OBJECTIVES: Our goal was to assess the value of the Modified Arch Landing Areas Nomenclature (MALAN) for thoracic endovascular aortic repair (TEVAR), in which each landing area (LA) is identified by a proximal landing zone and the type of arch (e.g. 0/I), as predictors of postoperative proximal endograft performance. METHODS: A multicentre retrospective analysis was performed of patients treated with arch TEVAR (i.e. proximal landing zone 0-3) for various indications between 2007 and 2017. Patients were stratified by the MALAN classification into hostile LAs (i.e. 2/III and 3/III) and favourable LAs (i.e. 0/I-III, 1/I-III, 2/I-II and 3/I-II). Outcome criteria included composite proximal endograft failure (including type Ia endoleak, persistent false lumen perfusion at the level of the most proximal communication between the lumina in aortic dissections, endograft migration and retrograde dissection) and deaths from all causes. Competing risk analyses were performed. RESULTS: A total of 359 patients (hostile LAs 133; favourable LAs 226) were identified. The median age was 71.0 (62.0-77.0); 78.3% were men. Proximal endograft failure occurred in 28/133 patients (21.1%) in the hostile LA group and in 12/226 (5.3%) in the favourable LA group. On multivariate analysis, hostile LAs were independently associated with proximal endograft failure (P < 0.0001). There was no other independent risk factor. Favourable LAs were associated with an increased mortality rate (P = 0.006), which could be attributed to the proximal LA subgroup (i.e. 0/I-III and 1/I-III) (P < 0.0001), in addition to age (P < 0.0001). CONCLUSIONS: The MALAN classification identifies hostile proximal landing zones for TEVAR, namely 2/III and 3/III LAs, which are associated with dismal proximal endograft performance. The MALAN appears to be an intuitive and valuable tool to improve the preoperative decision-making process.

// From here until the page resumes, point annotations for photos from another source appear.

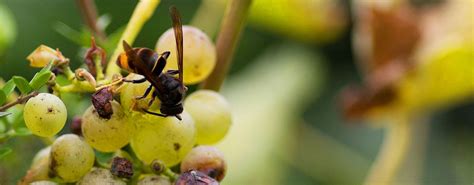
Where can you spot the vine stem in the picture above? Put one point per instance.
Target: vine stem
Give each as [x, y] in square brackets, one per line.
[89, 12]
[393, 152]
[18, 101]
[143, 11]
[231, 28]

The Modified Arch Landing Areas Nomenclature identifies hostile zones for endograft deployment: a confirmatory biomechanical study in patients treated by thoracic endovascular aortic repair†.

OBJECTIVES: Our goal was to confirm whether the Modified Arch Landing Areas Nomenclature (MALAN) for thoracic endovascular aortic repair, in which each landing area is described by indicating both the proximal landing zone (PLZ) and the type of arch (e.g. 0/I), identifies unfavourable landing zones for endograft deployment in diseased aortas. METHODS: Preoperative computed tomography angiography scans of 10 patients scheduled for thoracic endovascular aortic repair for aneurysm or penetrating ulcer of the arch and with a potential hostile PLZ were reviewed. Five had proximal deployment planned in MALAN area 3/III and 5, in MALAN area 2/III. The angulation of each PLZ was calculated. Computational fluid dynamics modelling was used to compute magnitude and orientation of pulsatile displacement forces in each PLZ. Normalized values based on PLZ areas (i.e. equivalent surface traction) were calculated. Results were compared to those obtained in healthy controls stratified by the MALAN. RESULTS: Angulation was severe (>60°) in MALAN areas 3/III and 2/III, which was consistent with the findings obtained in healthy controls. Increased magnitude (P = 0.021) and unfavourable orientation (i.e. orthogonal to the longitudinal aortic axis) of equivalent surface traction (P = 0.011) was also found in these areas compared to the adjacent ones, following the same pattern seen in the controls. Adverse events related to proximal endograft performance were reported in 3/10 cases. CONCLUSIONS: This study confirms in diseased aortas initial proof-of-concept findings on the predictive value of the MALAN to identify landing areas with a geometric and haemodynamic environment hostile for thoracic endovascular aortic repair. These adverse biomechanical features may entail an increased risk of dismal endograft performance.